I had the PNET-pancreatic tail/spleen removed Jan 2018 then a very large post-op fluid collection removed July 2018. I'm struggling mentally & physically with persistent symptoms. Abdominal and back pain, freq. urination, freq. thirst, dehydration, loss of appetite, whole body aches w/burning, night sweats, fatigue, weakness, ringing in my ears. Sometimes nausea, headache, insomnia, indigestion, sore throat, sinuses run or stuffed up. I feel like I'm stuck in a bad nightmare. I do everything I can to eat well, stay hydrated, stay on a sleep schedule etc…but it doesn't matter what I do the problem symptoms persist to the point that I'm very depressed. I even took Elavil for months. It helped my mood but I experienced side effects and I discontinued. I'm so frustrated with my health & doctors.

Jan 31, 2019 · Anyone treated for NETs at Mayo Clinic in Jacksonville, FL in Neuroendocrine Tumors (NETs)

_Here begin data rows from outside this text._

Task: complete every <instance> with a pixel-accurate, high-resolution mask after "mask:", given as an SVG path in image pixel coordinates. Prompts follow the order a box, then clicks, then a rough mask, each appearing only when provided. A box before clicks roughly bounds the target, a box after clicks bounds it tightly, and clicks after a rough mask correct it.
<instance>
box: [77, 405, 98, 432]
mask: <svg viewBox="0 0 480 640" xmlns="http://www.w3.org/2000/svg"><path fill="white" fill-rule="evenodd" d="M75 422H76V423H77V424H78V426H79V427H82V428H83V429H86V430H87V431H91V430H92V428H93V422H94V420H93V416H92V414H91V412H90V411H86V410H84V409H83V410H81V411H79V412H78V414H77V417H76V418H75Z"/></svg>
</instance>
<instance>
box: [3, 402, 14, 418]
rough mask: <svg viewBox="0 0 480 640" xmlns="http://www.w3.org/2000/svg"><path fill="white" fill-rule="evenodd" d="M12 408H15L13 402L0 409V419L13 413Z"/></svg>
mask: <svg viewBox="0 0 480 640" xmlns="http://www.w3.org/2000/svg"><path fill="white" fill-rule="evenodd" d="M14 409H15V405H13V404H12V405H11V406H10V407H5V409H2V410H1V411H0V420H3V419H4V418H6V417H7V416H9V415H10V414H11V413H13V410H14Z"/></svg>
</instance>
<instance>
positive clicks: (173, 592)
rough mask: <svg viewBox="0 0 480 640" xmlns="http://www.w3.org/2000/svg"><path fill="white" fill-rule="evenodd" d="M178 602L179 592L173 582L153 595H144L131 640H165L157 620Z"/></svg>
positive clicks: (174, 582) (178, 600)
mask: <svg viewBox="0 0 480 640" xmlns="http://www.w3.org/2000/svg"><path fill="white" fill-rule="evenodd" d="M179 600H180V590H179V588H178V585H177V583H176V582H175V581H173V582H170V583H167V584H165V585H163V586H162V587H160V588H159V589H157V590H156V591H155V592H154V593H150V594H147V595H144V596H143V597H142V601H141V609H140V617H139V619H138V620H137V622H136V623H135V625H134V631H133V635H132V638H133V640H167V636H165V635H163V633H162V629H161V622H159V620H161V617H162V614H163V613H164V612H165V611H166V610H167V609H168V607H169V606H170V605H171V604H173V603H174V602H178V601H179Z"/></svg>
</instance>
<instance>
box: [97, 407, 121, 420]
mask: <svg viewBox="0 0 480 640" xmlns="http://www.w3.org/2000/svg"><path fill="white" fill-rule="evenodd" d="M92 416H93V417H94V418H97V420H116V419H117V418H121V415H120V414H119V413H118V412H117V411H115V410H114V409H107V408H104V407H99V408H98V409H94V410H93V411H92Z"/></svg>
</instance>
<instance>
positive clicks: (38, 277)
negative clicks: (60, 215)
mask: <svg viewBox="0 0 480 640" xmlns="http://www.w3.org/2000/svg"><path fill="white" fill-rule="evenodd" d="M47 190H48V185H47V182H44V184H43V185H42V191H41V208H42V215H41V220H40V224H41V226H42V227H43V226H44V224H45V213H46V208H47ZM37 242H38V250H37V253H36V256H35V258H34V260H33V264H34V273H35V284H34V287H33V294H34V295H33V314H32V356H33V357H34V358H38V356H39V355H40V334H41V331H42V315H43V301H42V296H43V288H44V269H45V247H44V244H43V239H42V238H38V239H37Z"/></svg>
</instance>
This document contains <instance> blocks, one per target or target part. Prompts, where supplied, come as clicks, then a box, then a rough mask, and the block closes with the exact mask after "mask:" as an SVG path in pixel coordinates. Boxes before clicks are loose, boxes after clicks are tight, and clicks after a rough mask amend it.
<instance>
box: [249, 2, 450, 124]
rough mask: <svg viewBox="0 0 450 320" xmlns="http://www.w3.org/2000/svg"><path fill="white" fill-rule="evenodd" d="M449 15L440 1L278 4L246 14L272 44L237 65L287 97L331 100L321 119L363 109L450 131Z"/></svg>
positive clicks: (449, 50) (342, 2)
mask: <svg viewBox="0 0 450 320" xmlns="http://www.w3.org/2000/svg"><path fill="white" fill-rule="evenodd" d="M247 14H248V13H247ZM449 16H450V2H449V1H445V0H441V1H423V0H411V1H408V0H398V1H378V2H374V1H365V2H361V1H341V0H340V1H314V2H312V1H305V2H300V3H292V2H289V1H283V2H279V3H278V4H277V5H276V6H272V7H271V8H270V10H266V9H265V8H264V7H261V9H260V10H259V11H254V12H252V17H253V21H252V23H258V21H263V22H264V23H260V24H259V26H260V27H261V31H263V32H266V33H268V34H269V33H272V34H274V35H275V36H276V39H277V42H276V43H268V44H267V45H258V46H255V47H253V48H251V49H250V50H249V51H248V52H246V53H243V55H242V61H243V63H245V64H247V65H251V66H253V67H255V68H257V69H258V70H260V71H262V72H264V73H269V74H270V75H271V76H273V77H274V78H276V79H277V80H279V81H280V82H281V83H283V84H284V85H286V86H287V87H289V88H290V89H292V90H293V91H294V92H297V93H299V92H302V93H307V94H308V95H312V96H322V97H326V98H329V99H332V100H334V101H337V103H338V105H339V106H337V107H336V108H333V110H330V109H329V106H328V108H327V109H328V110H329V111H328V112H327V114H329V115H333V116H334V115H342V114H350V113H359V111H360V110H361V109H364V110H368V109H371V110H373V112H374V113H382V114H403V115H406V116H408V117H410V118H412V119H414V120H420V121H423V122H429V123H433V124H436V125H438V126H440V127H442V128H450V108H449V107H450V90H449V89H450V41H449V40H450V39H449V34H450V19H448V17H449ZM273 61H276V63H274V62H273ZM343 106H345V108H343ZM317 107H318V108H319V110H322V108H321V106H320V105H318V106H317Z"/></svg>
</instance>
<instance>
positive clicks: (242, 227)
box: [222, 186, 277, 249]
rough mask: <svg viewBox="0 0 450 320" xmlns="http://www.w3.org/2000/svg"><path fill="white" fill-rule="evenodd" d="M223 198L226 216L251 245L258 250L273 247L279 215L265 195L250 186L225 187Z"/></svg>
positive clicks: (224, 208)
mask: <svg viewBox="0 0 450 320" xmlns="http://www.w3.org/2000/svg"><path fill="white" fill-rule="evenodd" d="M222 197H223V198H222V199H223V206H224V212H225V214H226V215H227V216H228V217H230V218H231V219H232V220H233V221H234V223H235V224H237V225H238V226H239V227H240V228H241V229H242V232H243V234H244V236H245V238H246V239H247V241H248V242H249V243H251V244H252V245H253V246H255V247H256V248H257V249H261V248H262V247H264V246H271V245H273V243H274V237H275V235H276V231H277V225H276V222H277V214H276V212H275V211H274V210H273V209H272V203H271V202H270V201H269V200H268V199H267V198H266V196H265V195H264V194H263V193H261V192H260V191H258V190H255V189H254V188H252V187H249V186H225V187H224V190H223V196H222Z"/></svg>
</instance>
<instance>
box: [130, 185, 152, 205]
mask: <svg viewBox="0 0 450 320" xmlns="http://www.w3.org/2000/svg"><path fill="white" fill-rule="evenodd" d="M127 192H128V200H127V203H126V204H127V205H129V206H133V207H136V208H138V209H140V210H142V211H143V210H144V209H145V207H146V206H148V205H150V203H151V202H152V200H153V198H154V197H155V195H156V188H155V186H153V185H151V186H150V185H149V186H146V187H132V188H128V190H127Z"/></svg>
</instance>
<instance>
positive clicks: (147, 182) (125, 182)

After many years of being misdiagnosed I became a patient at Mayo in Dec. 2017. I was diagnosed w/a pancreatic net @ Shands UF in Oct. 2016 via EUS and biopsy. Shocked when UF said not to worry, it's a slow growing tumor. I had soo many symptoms and years of painful bouts of pancreatitis. Myself not knowing it was pancreatitis and that it was not all in my head. I spent 2016-2017 researching my symptoms and w/multiple GI dr.s finally got answers and demanding a referral to Mayo. I found Connect when I became a patient but due to surgery Jan. 2018 then a post op fluid collection July 2018 I've been to ill with recovery and symptoms to Connect. I apologize for the long delay in my reply.

Jul 18, 2018 · Anyone treated for NETs at Mayo Clinic in Jacksonville, FL in Neuroendocrine Tumors (NETs)

Ive been a Pnet patient at Mayo in Jacksonville since December 2017.